Mais la mort n'est pas loin ; cette mort est suivie
D'un vivre sans mourir, fin d'une fausse vie
Vie de notre vie et mort de notre mort.
Qui hait la sûreté pour aimer le naufrage ?
Qui a jamais été si friand du voyage
Que la longueur en soit plus douce que le port ?

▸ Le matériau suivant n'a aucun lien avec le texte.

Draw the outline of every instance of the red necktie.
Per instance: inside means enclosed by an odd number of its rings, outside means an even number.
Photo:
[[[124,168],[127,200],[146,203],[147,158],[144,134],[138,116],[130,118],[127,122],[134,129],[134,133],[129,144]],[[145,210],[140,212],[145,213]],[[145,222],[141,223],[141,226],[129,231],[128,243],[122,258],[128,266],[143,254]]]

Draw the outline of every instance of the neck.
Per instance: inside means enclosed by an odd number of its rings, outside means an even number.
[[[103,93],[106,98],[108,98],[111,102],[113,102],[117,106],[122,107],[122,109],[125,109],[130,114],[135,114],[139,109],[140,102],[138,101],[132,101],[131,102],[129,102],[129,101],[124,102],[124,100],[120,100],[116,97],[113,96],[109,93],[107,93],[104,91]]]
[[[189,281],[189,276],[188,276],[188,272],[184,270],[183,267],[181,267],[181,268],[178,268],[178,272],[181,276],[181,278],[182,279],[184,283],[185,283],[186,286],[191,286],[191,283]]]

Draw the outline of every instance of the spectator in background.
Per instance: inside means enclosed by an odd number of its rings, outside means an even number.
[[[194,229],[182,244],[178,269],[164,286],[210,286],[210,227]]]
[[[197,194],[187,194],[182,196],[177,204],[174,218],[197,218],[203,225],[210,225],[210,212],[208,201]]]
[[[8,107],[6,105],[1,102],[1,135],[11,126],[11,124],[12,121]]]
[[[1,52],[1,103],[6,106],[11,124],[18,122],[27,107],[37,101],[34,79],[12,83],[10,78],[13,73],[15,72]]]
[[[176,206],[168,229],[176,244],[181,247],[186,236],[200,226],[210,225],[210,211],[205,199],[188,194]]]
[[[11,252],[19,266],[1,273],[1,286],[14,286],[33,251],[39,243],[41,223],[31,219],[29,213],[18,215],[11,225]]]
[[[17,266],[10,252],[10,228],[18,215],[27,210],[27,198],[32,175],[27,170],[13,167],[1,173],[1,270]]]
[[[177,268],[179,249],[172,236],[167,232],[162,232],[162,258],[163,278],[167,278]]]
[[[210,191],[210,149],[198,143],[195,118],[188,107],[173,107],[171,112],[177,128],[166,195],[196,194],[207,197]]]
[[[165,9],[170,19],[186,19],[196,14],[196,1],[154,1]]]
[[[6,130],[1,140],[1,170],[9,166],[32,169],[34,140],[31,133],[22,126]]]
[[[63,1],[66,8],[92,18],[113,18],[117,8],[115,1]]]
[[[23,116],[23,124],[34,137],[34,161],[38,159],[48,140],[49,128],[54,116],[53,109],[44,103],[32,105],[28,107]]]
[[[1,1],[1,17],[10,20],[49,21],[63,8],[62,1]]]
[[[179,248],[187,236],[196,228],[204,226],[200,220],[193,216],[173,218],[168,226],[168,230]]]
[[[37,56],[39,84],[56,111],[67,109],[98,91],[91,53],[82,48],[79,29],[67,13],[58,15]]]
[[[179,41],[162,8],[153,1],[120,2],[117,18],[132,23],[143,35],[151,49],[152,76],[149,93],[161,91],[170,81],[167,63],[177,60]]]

QUICONQUE SUR LES OS DES TOMBEAUX EFFROYABLES

Quiconque sur les os des tombeaux effroyables
Verra le triste amant, les restes misérables
D'un cœur séché d'amour, et l'immobile corps
Qui par son âme morte est mis entre les morts,

Qu'il déplore le sort d'une âme à soi contraire,
Qui pour un autre corps à son corps adversaire
Me laisse examiné sans vie et sans mourir,
Me fait aux noirs tombeaux après elle courir.

Démons qui fréquentez des sépulcres la lame,
Aidez-moi, dites-moi nouvelles de mon âme,
Ou montrez-moi les os qu'elle suit adorant
De la morte amitié qui n'est morte en mourant.

Diane, où sont les traits de cette belle face ?
Pourquoi mon œil ne voit comme il voyait ta grâce,
Ou pourquoi l'œil de l'âme, et plus vif et plus fort,
Te voit et n'a voulu se mourir en ta mort ?

Elle n'est plus ici, ô mon âme aveuglée,
Le corps vola au ciel quand l'âme y est allée;
Mon cœur, mon sang, mes yeux, verraient entre les morts
Son cœur, son sang, ses yeux, si c'était là son corps.

Si tu brûle à jamais d'une éternelle flamme,
A jamais je serai un corps sans toi, mon âme,
Les tombeaux me verront effrayé de mes cris,
Compagnons amoureux des amoureux esprits.